US-Haushaltsstreit: Bundesverwaltung stellt auf Notbetrieb um

US-Haushaltsstreit: Bundesverwaltung stellt auf Notbetrieb um

Der Kongress müsse dafür sorgen, dass die Verwaltung wieder arbeiten könne, erklärte das Präsidialamt nach einer Begegnung von Präsident Barack Obama mit führenden Vertretern beider Parteien. Obama werde mit den Republikanern weder über den Haushaltsnotstand noch über die Anhebung der Schuldengrenze verhandeln.

Unterdessen warnten Unternehmen wie Boeing vor Beeinträchtigungen, wenn der Notstand anhält. Weil es seit Anfang Oktober keinen Haushalt gibt, befinden sich Hunderttausende Bundesangestellte im Zwangsurlaub.

Die Republikaner im Repräsentantenhaus fordern von Obama als Bedingung für ein Entgegenkommen in dem Streit, entweder Geld für seine Gesundheitsreform zu kürzen oder ihre Umsetzung zu verschieben. Dies lehnt Obama ab. In einem CNBC-Interview sagte er, der Streit sei völlig unnötig. Er sei sehr verärgert. Der Präsident fordert einen Übergangsetat, bevor über den eigentlichen Haushalt wieder verhandelt wird. Das mehr als einstündige Gespräch im Weißen Haus war das erste Treffen seit dem Beginn des Notstandes am Dienstag.

Auswirkungen bereits spürbar

Weil es keinen Haushalt gibt, müssen nicht unbedingt benötigte Bundesangestellte zuhause bleiben. Betroffen sind etwa Nationalparks wie der Grand Canyon, aber auch die Veröffentlichung von Konjunkturdaten durch die Regierung. Auch Konzerne wie Boeing oder United Technologies warnten vor Auswirkungen auf ihre Produktion. Beide sind auf Beamte angewiesen, die etwa die Herstellung von Rüstungsgütern überwachen oder neue Flugzeuge wie die Boeing 787 abnehmen.

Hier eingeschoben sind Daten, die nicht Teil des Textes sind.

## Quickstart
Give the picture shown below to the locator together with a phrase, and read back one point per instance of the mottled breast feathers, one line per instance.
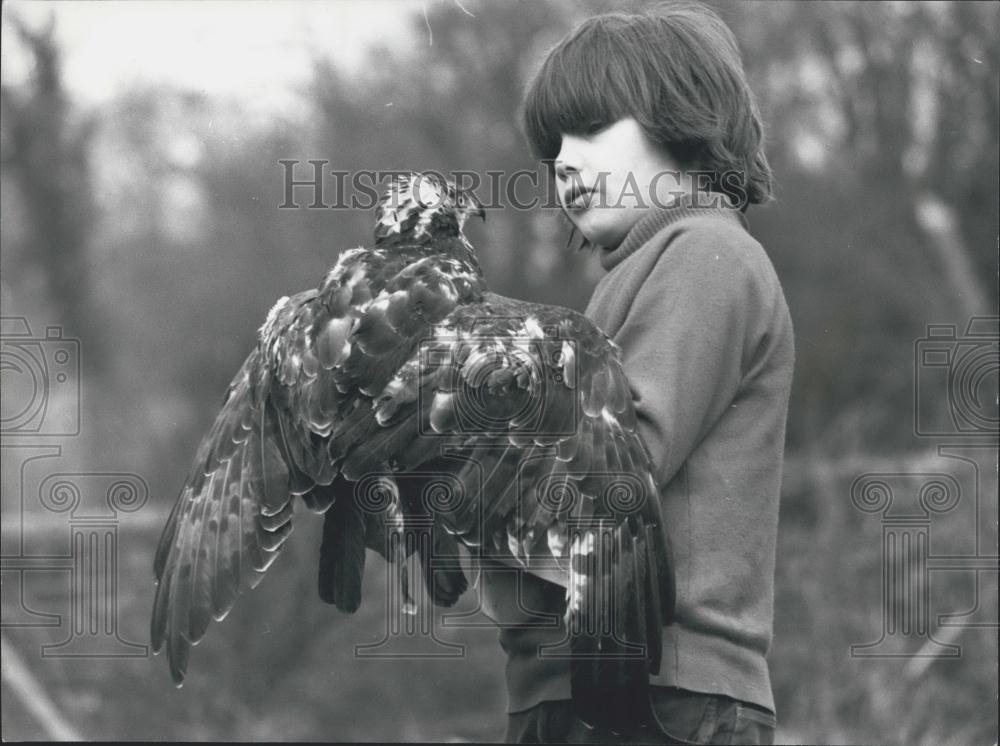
(401, 367)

Israel und andere Länder könnten wegen der verhärteten Fronten ihre Militärhilfe verspätet bekommen. Wie stark die Auszahlung von der Haushaltssperre behindert werde, hänge davon ab, wie lange der Zustand andauere, sagte eine Sprecherin des US-Außenministeriums. Allein im Haushaltsjahr 2014, das am Dienstag begann, soll Israel 3,1 Milliarden Dollar Unterstützung erhalten. Insgesamt zahlen die USA etwa 5,5 Milliarden Dollar Militärhilfe an mehr als 80 Länder.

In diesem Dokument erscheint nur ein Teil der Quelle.